Hoje já não se trata de
expulsar ordens religiosas, de matar padres, de queimar igrejas, como fizeram
os democráticos de Afonso Costa em 1910 ou os frente-populistas madrilenos na
Primavera de 1936. Trata-se de descristianizar a sociedade mansamente, em
suaves prestações, de modo politicamente correcto, indolor, através de leis
passadas com ar inocente e distraído, como grandes conquistas da liberdade e do
progresso ou já nem isso.
O que se está a fazer entre
nós é uma progressiva e estratégica descaracterização da sociedade para cumprir
agendas radicais internacionais, através de leis pretensamente libertadoras,
passadas “à candonga”, que vêm, não só descristianizando mas desnaturalizando o
país: leis inspiradas nas mais delirantes quimeras que oferecem a possibilidade
(financiada pelo Estado) de mudar o corpo e moldá-lo, com hormonas, mutilações
e enxertos, ao género apetecido; leis que transformam o casamento, mesmo o
casamento civil, num contrato entre dois seres, quaisquer que sejam, agora dois
homens ou duas mulheres, qualquer dia, quem sabe que mais; leis contrárias à
geração de vida numa sociedade que já está há muito com taxas negativas de
reprodução; leis que são negociadas e passadas sem qualquer respeito pelo
debate público, como a da Eutanásia, aprovada ignorando o parecer negativo da
Ordem dos Médicos, da Ordem dos Enfermeiros, da Ordem dos Advogados, do
Conselho Nacional de Ética para as Ciências da Vida, da Associação Portuguesa
dos Cuidados Paliativos e um abaixo-assinado de cerca de cem mil cidadãos.
Leis que uma esquerda dita
moderada, que aceita os pressupostos do capitalismo europeu, vai levianamente
negociando por conveniência momentânea com os esquerdistas do marxismo cultural,
perante a sonolência geral e acomodada dos que assistem tranquila e
resignadamente a estas mudanças – talvez sem se aperceberem que são estas as
mudanças que verdadeiramente importam.
Com a Covid 19 e as
necessidades de confinamento, quem decide aproveitou para dar mais um passo nas
discriminações contra os cristãos. Controles para a Páscoa, mas não para o 25
de Abril; para o 13 de Maio em Fátima, mas não para o 1º de Maio na Alameda; 27
mil pessoas com luz verde para acorrerem à Fórmula 1 em Portimão, mas proibição
de deslocações para que os cristãos – e os não cristãos – possam visitar e
honrar os seus mortos nos cemitérios no Dia de Fiéis Defuntos. Muitos não
puderam sequer acompanhar os seus familiares e amigos mortos recentemente e os
cemitérios são ao ar livre, com acessos que poderiam ser controlados com
facilidade para evitar aglomerações, mas pouco importa.

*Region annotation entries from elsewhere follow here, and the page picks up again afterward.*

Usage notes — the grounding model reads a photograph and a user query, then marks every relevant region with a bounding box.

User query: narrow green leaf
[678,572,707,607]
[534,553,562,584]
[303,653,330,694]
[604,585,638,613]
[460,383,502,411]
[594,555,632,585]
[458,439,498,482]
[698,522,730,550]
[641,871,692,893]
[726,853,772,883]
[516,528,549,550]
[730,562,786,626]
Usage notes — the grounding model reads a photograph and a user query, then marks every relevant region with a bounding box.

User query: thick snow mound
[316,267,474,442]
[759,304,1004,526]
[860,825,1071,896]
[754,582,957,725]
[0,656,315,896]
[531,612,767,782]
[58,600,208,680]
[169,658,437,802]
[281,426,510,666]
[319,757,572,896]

Como todos os regimes que,
no passado, quiseram regular e imprimir a sua marca nas coisas da Vida e da
Morte, ainda que contra a liberdade, o sentimento e as convicções do “povo
ignaro”, o poder político resolveu agora esvaziar uma celebração cristã, o Dia
dos Fiéis Defuntos, e impedir uma prática enraizada, dando-nos magnanimamente
em troca uma bandeira a meia-haste e um asséptico e socialmente distante “Dia
de Luto Nacional por Todos os Falecidos, em Especial as Vítimas da Pandemia da
Doença Covid-19”.
Mas o povo e a Igreja, por mais adormecidos que aparentemente estejam, têm acabado sempre por acordar. E por resistir.